Metal seals are favoured to provide an extreme temperature, high pressure metal-to-metal barrier seal between metal surfaces in wellhead environments. When the metal sealing surfaces are machine finished surfaces, a large number of metal-to-metal seal designs may be used, such as an interference fit between tapered, machined metal surfaces. However, when the metal seal is to an un-machined or otherwise rough outer surface of a casing, it is more difficult to make a metal seal. The following patents show exemplary secondary seals to a rough casing: U.S. Pat. No. 4,646,845 to Boeker; U.S. Pat. No. 4,718,679 to Vyvial; U.S. Pat. No. 4,771,832 to Bridges; U.S. Pat. No. 4,911,245 to Adamek et al.; U.S. Pat. No. 5,158,326 to Anderson et al. and U.S. Pat. No. 5,183,268 to Wong et al.
Most metal seals to a rough casing have been made in wellheads in which considerable pressure may be exerted to energize the metal seal through the use of flanged connections between the wellhead members. However, for threaded unions between wellhead members, metal seals are more difficult to achieve, since the limited force which is applied to make the threaded connection may not be sufficient to energize the seal. In a threaded union, the wellhead members are held together by a threaded nut or collar that is tightened to a required torque using a wrench or a hammer. One exemplary threaded union is shown in U.S. Pat. No. Publication 2008/0185156 to Rodgers et al., in which a threaded collar between a tubing head and a casing head includes a set of left-hand threads and a set of right-hand threads to connect to the outer threads on the tubing and casing heads.

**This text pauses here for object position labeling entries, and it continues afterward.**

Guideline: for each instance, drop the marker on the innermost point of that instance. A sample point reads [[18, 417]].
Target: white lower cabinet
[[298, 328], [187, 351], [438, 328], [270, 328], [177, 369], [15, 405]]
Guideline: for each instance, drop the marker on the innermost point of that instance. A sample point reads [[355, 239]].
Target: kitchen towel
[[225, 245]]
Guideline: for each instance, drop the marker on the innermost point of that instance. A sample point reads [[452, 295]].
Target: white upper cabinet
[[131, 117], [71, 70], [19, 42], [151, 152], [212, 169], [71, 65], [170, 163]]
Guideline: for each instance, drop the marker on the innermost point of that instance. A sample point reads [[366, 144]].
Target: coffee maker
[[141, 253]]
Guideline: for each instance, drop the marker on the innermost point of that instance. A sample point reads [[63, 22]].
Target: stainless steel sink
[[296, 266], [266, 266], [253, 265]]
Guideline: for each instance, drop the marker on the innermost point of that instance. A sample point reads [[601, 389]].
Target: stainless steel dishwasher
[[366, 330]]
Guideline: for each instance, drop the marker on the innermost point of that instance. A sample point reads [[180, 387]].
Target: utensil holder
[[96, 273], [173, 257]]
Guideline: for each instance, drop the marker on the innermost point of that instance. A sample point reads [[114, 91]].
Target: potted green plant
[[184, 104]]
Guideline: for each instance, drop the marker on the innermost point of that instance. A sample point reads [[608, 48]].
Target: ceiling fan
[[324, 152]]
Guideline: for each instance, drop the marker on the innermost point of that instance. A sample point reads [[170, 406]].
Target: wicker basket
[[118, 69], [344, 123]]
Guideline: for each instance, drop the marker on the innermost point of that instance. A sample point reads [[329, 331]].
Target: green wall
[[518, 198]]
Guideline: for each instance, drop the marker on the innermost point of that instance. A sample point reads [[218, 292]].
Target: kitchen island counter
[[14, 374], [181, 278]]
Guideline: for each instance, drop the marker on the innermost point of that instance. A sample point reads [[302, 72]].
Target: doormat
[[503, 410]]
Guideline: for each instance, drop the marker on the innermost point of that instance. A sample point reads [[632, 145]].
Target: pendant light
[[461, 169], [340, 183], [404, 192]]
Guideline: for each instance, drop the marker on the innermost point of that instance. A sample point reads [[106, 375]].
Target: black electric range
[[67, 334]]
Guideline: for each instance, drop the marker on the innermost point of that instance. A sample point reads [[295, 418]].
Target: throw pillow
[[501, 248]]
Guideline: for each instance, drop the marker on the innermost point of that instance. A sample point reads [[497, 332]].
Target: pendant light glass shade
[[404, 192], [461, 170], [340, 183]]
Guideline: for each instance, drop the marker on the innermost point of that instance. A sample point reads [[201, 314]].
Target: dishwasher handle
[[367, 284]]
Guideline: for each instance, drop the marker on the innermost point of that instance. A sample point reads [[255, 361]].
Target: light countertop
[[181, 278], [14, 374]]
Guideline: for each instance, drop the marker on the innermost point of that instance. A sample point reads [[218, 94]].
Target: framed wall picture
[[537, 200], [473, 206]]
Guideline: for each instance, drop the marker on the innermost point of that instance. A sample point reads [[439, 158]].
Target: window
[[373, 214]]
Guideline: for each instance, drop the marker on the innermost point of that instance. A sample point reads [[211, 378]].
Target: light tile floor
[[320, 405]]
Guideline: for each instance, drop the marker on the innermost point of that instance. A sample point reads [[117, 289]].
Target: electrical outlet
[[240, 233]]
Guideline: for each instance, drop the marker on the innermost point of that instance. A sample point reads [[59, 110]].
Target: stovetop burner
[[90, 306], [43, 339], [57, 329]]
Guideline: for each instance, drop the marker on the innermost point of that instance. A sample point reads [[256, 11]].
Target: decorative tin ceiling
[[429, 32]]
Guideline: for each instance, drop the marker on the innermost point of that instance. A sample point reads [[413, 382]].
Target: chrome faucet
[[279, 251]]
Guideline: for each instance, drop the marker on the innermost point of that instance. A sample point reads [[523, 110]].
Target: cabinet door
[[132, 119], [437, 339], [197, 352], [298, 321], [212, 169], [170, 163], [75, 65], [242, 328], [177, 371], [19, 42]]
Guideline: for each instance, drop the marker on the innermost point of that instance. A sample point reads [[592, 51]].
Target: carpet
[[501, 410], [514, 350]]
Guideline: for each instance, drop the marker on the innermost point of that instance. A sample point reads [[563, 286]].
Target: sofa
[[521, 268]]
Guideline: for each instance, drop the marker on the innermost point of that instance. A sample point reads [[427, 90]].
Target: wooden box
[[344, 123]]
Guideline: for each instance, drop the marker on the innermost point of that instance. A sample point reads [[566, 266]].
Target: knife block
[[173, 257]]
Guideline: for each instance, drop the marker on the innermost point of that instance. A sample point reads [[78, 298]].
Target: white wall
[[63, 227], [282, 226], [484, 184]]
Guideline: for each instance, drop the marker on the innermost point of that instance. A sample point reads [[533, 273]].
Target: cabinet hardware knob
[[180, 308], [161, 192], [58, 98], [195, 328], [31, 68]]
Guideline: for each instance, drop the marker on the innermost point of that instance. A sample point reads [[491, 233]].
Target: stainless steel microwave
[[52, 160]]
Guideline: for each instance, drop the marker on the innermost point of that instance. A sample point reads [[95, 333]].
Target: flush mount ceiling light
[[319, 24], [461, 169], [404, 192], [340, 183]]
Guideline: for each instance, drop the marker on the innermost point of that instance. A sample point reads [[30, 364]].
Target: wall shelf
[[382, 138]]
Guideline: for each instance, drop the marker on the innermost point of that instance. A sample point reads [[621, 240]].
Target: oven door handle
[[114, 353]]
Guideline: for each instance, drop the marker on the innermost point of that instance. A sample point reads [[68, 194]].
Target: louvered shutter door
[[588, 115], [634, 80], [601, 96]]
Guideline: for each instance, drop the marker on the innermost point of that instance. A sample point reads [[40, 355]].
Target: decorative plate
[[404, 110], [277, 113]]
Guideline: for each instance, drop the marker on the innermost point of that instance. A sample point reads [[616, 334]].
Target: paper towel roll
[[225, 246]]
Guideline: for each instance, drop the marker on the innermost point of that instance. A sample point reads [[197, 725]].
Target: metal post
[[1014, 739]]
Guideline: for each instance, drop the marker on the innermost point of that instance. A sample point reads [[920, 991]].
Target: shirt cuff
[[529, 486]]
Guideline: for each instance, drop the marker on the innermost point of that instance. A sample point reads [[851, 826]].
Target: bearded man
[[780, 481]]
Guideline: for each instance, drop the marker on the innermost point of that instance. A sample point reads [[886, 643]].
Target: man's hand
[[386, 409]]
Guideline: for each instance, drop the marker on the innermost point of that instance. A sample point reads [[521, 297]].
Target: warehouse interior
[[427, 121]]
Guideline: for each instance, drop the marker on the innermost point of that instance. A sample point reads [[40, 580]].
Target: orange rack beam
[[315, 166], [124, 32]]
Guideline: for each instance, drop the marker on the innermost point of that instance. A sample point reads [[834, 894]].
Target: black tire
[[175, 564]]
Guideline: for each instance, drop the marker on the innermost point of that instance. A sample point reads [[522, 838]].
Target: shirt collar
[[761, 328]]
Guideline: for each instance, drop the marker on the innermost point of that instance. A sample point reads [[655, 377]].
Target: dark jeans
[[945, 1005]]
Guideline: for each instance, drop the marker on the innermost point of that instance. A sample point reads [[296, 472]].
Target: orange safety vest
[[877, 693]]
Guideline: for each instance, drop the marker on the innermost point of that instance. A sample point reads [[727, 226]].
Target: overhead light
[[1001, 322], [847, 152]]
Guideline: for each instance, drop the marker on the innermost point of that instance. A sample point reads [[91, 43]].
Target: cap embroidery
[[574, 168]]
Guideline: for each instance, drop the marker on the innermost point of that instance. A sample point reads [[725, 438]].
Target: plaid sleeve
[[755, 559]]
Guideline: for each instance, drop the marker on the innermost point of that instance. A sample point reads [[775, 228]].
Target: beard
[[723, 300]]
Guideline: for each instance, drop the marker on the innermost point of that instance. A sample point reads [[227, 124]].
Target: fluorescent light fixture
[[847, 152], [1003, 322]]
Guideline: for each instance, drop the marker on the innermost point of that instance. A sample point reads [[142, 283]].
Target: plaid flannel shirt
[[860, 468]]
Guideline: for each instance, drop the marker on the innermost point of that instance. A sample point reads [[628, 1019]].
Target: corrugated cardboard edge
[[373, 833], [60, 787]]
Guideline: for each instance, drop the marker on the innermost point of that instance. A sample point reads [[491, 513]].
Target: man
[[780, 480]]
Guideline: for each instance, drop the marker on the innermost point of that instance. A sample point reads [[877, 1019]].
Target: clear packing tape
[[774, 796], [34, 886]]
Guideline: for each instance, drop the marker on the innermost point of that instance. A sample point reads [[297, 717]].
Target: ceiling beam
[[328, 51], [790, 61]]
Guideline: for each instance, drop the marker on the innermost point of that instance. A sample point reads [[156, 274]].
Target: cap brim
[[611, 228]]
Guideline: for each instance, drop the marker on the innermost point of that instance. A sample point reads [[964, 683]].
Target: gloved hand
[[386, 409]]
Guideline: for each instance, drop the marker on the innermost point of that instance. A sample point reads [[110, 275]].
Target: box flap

Thus, one disadvantage of most prior-art threaded unions is that they rely on elastomeric seals, and not metal seals, to achieve a pressure containing, fluid-tight joint between wellhead members. However, flanged connections between wellhead members are expensive to construct and time-consuming to assemble in the field. As the oil industry continues to move toward producing hydrocarbons at a lower cost, there is considerable interest in wellhead equipment that can be quickly assembled and disassembled. Threaded unions are much quicker and less expensive than flange connections to construct. However, reliable high-pressure metal-to-metal seals with a threaded unions continues to be a problem area for the industry.